Databricks vs Snowflake by the numbers
Problem Statement
The word on the street is AI and ML are the future. To take advantage of AI/ML you need lots of data. The need for data to be accessible and discoverable in a cost-efficient manner has become a top priority for many enterprises. The top candidates in this space are Snowflake and Databricks. Now lots of tools exist to help with these workloads and they all say they work with our candidates. Let’s do some comparisons of these two and see if we can find the cost-effective candidate.
The data platform used in AI/ML workloads needs to have pillars of cost, performance, and reliability to be successful. Our platform also has a mobility pillar which is to say our data needs to not be in a silo.

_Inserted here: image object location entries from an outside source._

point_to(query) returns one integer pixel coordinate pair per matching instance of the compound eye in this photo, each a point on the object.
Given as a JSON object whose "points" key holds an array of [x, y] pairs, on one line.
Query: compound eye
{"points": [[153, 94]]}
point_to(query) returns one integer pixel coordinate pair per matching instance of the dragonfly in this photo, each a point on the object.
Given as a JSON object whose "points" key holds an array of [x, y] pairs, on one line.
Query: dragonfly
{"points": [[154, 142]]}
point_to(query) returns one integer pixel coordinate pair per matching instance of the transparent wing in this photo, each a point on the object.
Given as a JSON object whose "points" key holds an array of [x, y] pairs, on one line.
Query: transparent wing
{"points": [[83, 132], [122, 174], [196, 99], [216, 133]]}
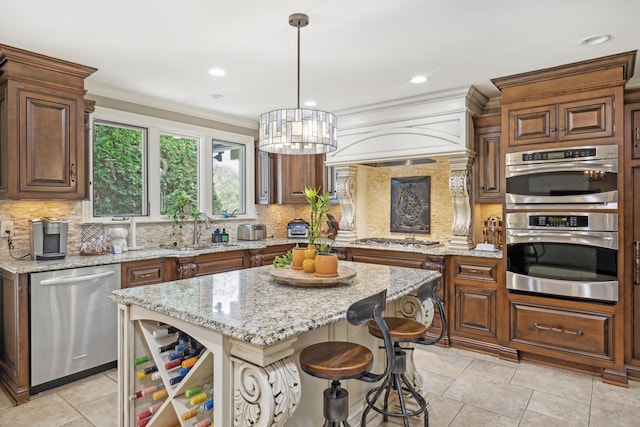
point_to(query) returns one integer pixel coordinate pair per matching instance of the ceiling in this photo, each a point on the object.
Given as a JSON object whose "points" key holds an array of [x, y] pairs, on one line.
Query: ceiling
{"points": [[353, 53]]}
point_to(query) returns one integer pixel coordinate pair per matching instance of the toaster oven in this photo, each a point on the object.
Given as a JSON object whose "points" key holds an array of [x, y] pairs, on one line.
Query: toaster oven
{"points": [[298, 229], [252, 232]]}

This is a repeatable test of the first couple of pillars. Cost and performance will be measured with these tests in a documented repeatable fashion.
System Descriptions
Snowflake
Snowflake is a cloud hosted data warehouse. The data storage format of Snowflake is proprietary, which means that data loaded into Snowflake can only be queried using Snowflake compute. Snowflake has a public preview of a feature that allows it to write to Iceberg, but this has been in preview since 2022 with it now March of 2024 one must wonder if they will ever GA. With it not in GA and not ready for production workloads none of this testing was done using Iceberg. (Note: On June 10, 2024 Iceberg tables went GA in Snowflake)

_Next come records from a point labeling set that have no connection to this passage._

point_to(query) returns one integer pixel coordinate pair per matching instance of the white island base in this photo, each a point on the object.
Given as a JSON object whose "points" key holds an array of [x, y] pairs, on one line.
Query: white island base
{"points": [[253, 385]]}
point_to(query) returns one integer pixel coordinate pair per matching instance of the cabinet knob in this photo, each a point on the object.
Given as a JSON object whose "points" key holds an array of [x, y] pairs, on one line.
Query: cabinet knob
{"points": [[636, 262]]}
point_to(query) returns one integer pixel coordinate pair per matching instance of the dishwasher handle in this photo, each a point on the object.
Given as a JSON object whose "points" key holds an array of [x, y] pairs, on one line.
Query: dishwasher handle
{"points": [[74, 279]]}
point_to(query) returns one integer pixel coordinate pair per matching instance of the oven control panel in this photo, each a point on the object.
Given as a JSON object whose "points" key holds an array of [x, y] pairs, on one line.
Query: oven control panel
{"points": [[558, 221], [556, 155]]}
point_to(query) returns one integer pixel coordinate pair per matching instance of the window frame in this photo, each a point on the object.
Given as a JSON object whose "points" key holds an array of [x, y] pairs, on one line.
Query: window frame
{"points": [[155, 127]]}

Snowflake can be queried by a JDBC connector, so is easy to query, and there are many software integrations with Snowflake. Snowflake scales linearly for both compute and storage, and it is easy to share data between databases in an instance of Snowflake. The combination of easy sharing within Snowflake and easy scaling means that it is a good choice for an Enterprise Data Warehouse. Some levels of optimizations can be configured on Snowflake datasets, but most of the optimizations done in other OLAP solutions, like identifying clustering keys, is automated by Snowflake. Systems similar in architecture to Snowflake include AWS Redshift and Google BigQuery.
Databricks
Databricks is a cloud hosted provider of managed spark instances. Spark is the current state of the art ETL suite. Databricks has built several services around their managed spark platform, including a Unity Catalog, which allows easy governance and sharing of data across an enterprise, and Databricks SQL, which uses serverless spark instances to run data warehouse style queries over data stored in a data lake. Databricks is able to query data from almost any type of data source, but a common paradigm is a data architecture called a “Delta Lake”. A “Delta Lake” is a “Lakehouse” that is primary interfaced using the preferred format of Databricks “Delta Table”. A “Lakehouse” is where data warehousing techniques are applied to data stored in open source formats in a data lake. The use of open formats means that many different types of compute can query data in a lakehouse without paying for compute that was used to write the data, while storing data in a data lake means that it is easy to share across an enterprise. Like Snowflake, Databricks scales linearly for both compute and storage. Data that has been loaded into the preferred format of Databricks can easily have optimizations applied, but require knowledge of query patterns to make optimizations most effective.
Obvious Observation
No matter the workload or tool, Snowflake compute must be used to get data out of a snowflake table. SageMaker can connect to Snowflake and read a huge table in many different perspectives, Snowflake compute and SageMaker compute must used in every perspective. In this scenario you pay for both SageMaker compute and Snowflake compute. SageMaker may look at a dataset and determine it needs 871 different perspectives of the data. This could equal 871 different queries sent to Snowflake to fill that model.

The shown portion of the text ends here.